Fight Between Armenia and Azerbaijan Could Spark a Wider Crisis: Foreign Affairs


The long-running conflict between Armenia and Azerbaijan over the disputed region of Nagorno-Karabakh has created partnerships in the South Caucasus that cut across religious, ethnic, and geopolitical lines in surprising ways, Foreign Affairs reports.

Iran, which is ruled by Shiite clerics, has provided an economic lifeline to Christian-majority Armenia, whose primary backer has long been Russia. Meanwhile, Israel and majority-Sunni Turkey have formed a strategic alliance with predominantly Shiite Azerbaijan. And the two majority Shiite countries in the mix, Iran and Azerbaijan, remain locked in a bitter, decades-long dispute over territory and identity.

For almost three decades, with the Nagorno-Karabakh conflict frozen in a stalemate, this configuration was mostly seen as a case of politics making strange bedfellows: curious, but not a cause for alarm. In 2020, however, the momentum in the conflict shifted decidedly toward Azerbaijan, which won a clear-cut military victory over Armenia during a short but consequential war over the territory. That outcome is slowly but surely heightening, to dangerous effect, inherent but long-hidden tensions among the players in the region.

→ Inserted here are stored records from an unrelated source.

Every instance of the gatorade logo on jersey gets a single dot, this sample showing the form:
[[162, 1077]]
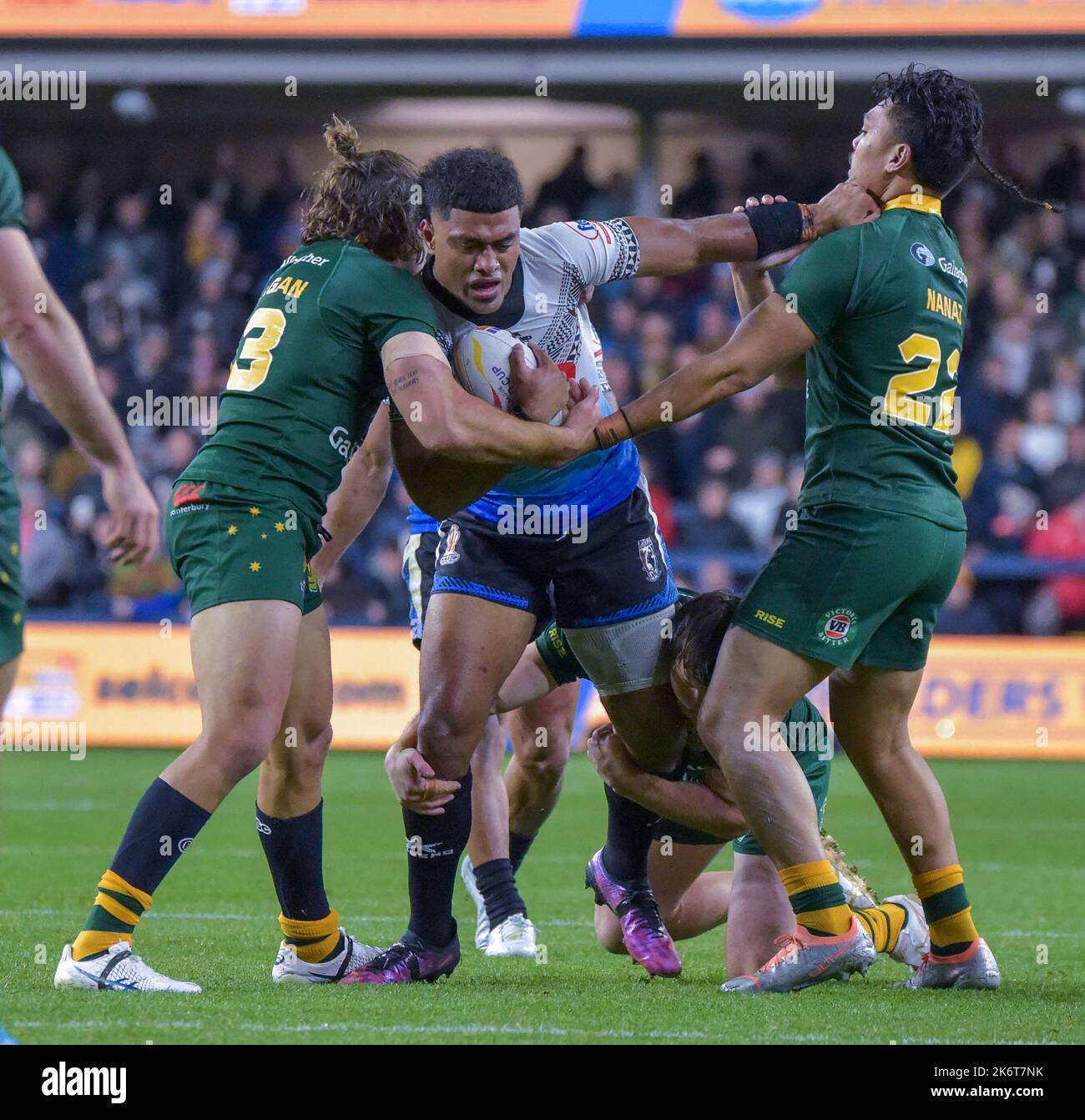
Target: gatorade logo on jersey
[[836, 625], [590, 230], [923, 255]]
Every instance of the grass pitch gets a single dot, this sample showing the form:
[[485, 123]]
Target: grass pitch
[[1019, 825]]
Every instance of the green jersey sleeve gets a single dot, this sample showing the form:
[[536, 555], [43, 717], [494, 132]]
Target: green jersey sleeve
[[371, 301], [559, 658], [822, 280], [10, 195]]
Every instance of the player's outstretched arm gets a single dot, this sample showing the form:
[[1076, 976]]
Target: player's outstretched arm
[[753, 285], [362, 487], [447, 419], [49, 351], [770, 337], [671, 245], [689, 803]]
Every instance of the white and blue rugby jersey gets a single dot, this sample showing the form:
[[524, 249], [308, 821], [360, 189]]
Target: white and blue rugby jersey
[[557, 262]]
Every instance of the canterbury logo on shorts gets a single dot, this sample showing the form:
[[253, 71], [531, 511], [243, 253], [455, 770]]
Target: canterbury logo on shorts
[[189, 493]]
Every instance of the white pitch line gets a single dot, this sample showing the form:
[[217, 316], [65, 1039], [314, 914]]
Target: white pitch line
[[472, 1029], [269, 917]]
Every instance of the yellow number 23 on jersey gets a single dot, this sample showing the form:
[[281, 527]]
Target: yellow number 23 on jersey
[[905, 396], [262, 333]]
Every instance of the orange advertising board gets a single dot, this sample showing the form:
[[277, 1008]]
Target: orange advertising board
[[518, 19], [328, 19], [130, 685], [993, 698]]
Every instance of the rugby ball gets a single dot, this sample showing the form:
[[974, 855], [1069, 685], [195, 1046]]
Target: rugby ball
[[482, 361]]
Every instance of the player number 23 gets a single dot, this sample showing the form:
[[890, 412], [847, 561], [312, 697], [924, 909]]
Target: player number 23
[[902, 399], [262, 333]]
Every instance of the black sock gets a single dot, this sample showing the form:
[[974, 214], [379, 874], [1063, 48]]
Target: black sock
[[517, 848], [161, 827], [433, 847], [629, 825], [498, 887], [295, 850]]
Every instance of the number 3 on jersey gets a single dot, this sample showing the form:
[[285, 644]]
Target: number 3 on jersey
[[914, 409], [252, 361]]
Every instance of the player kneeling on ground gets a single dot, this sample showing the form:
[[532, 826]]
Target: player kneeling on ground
[[340, 326], [701, 815]]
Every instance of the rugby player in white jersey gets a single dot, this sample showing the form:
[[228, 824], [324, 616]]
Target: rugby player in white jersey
[[602, 556]]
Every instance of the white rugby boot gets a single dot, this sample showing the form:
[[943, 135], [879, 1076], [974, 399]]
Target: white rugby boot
[[118, 969], [289, 968], [482, 923], [515, 936]]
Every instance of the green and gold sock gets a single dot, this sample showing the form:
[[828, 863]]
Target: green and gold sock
[[314, 941], [114, 917], [947, 911], [816, 898], [884, 923]]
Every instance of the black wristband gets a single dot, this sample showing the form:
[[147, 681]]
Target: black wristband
[[776, 226]]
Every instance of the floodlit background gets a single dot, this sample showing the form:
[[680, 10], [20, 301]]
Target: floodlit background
[[160, 206]]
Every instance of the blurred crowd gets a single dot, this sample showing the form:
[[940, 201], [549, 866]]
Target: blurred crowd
[[163, 291]]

All of this is taking place as Russia, which has traditionally been the most important outside actor in the conflict, has been distracted by its faltering war against Ukraine.

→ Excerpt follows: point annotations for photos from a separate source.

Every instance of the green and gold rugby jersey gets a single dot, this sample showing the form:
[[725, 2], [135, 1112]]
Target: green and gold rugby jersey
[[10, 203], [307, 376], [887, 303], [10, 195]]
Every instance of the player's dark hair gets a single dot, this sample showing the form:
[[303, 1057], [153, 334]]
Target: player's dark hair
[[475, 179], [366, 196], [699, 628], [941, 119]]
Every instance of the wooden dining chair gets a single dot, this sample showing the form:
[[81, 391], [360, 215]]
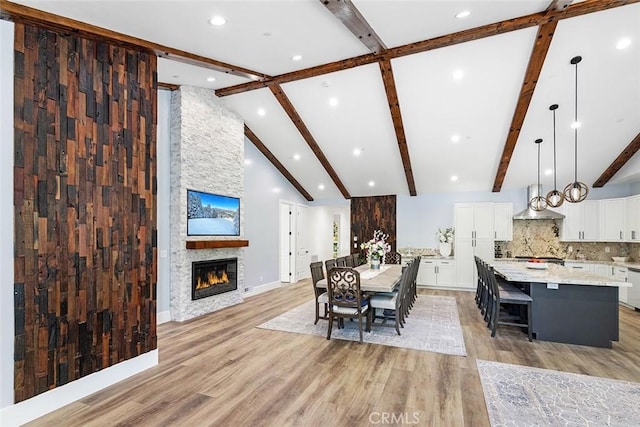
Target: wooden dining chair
[[392, 258], [321, 296], [346, 299], [392, 307]]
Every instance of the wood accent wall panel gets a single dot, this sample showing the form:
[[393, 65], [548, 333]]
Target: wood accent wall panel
[[373, 213], [85, 207]]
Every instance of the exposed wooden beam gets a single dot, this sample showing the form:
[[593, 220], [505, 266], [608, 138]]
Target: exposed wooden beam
[[302, 128], [538, 55], [559, 5], [27, 15], [532, 20], [396, 116], [626, 154], [275, 162], [351, 17]]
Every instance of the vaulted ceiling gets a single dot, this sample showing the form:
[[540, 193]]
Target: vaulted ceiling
[[422, 95]]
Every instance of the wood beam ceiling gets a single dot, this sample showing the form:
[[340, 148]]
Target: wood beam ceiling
[[310, 140], [396, 116], [350, 16], [532, 20], [626, 154], [538, 55], [275, 162], [27, 15]]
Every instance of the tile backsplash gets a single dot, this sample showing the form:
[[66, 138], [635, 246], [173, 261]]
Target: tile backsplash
[[541, 238]]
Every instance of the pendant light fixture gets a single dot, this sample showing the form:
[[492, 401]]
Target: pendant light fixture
[[576, 191], [555, 198], [538, 203]]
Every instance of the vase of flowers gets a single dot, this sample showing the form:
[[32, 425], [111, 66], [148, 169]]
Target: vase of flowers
[[445, 237], [376, 248]]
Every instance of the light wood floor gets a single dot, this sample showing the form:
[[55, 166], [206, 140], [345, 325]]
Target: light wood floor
[[221, 370]]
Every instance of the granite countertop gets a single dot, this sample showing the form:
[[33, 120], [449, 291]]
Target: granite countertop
[[554, 273]]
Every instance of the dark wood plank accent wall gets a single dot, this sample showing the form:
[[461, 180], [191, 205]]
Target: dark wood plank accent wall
[[85, 207], [373, 213]]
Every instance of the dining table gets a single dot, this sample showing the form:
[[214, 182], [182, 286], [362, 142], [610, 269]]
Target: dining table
[[384, 279]]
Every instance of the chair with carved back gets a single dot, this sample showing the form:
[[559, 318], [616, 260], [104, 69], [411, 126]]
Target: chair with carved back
[[321, 295], [346, 299], [392, 258]]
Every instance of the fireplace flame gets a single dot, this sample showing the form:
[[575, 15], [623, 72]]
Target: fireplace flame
[[212, 280]]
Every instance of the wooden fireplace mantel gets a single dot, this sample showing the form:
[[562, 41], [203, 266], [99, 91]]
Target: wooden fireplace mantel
[[216, 244]]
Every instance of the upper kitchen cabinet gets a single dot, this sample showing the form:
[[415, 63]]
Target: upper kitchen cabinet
[[503, 221], [632, 219], [581, 222], [612, 224], [474, 237]]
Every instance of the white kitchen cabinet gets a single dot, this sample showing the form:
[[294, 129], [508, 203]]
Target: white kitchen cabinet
[[503, 222], [436, 272], [474, 224], [612, 224], [581, 222], [632, 219]]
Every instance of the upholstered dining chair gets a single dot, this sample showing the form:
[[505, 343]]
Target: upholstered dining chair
[[345, 298], [321, 295], [392, 258]]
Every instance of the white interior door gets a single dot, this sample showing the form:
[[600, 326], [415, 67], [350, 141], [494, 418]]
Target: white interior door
[[302, 243], [286, 237]]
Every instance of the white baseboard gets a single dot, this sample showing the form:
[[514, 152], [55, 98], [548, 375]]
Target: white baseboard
[[163, 317], [28, 410], [262, 288]]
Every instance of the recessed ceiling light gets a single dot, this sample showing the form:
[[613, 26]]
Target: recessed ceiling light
[[217, 21], [623, 43]]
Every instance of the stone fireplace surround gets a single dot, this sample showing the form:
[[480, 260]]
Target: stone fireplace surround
[[207, 154]]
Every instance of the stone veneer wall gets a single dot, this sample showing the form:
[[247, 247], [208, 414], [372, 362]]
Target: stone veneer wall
[[541, 238], [207, 154]]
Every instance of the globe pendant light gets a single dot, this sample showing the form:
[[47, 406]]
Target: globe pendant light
[[554, 198], [576, 191], [538, 202]]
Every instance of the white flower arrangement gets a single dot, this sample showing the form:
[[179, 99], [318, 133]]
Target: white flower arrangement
[[378, 246], [446, 235]]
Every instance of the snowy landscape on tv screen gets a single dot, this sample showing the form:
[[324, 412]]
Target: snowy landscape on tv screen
[[212, 214]]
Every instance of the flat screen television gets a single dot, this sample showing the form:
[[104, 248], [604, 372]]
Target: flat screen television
[[212, 214]]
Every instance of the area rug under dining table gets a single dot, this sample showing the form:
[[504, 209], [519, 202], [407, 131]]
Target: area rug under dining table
[[433, 325], [523, 396]]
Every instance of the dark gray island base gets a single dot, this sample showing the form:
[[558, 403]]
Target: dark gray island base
[[568, 306], [575, 314]]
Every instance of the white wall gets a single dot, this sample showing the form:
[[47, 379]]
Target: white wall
[[163, 178], [6, 214], [263, 189]]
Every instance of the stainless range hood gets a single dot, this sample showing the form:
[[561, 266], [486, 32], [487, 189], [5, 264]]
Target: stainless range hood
[[533, 191]]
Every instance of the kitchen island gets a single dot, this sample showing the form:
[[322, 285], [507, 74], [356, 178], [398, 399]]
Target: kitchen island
[[568, 306]]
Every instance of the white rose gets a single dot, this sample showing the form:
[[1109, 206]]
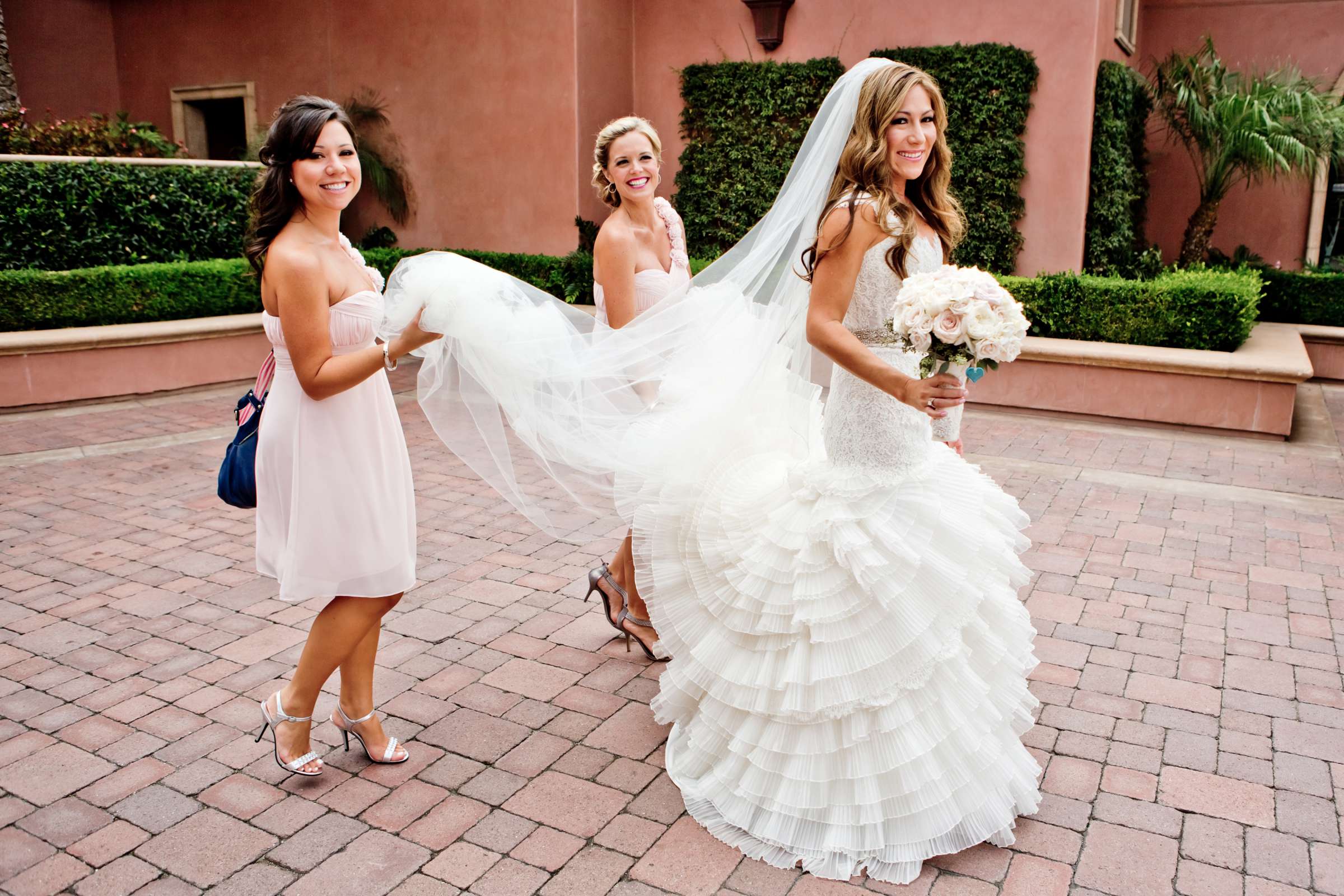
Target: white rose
[[949, 328], [983, 323], [990, 348], [917, 321]]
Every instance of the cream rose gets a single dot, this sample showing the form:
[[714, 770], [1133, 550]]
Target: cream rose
[[949, 328]]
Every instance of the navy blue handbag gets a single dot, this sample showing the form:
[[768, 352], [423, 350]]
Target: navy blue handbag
[[239, 472]]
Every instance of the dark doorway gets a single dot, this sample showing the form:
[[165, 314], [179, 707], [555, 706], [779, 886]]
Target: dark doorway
[[217, 128]]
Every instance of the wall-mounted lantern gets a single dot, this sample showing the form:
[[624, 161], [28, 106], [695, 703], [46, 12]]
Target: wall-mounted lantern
[[769, 21]]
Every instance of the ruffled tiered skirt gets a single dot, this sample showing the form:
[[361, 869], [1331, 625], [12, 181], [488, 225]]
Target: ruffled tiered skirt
[[850, 657]]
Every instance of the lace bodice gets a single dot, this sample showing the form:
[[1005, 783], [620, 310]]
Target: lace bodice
[[877, 285], [864, 426]]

Meanwhile, as Israel’s ties to an emboldened Azerbaijan have deepened, Iran has become concerned that Israel is turning Azerbaijan into its proxy and using it as a launchpad for operations against Iran.

In recent years, Iran has watched as Israel and the Persian Gulf Arab monarchies have grown closer, owing to a shared enmity toward Tehran. The Iranians now fear that a similar dynamic is taking shape between Israel and two countries with predominantly Turkic populations, Turkey and Azerbaijan. The perceived threat of being sandwiched between an Israeli-Gulf Arab bloc to the south and an Israeli-Turkic bloc to the north, combined with domestic unrest in Iran, could tempt Tehran to overtly enter the conflict on the Armenian side and try to destabilize the Azerbaijani state.

Meanwhile, an increasingly self-assured Azerbaijan might seek to arm and stoke separatism among the Iranian Azeri population. Such steps could lead to an escalatory spiral that would threaten the stability of the strategically vital South Caucasus and potentially produce a wider crisis.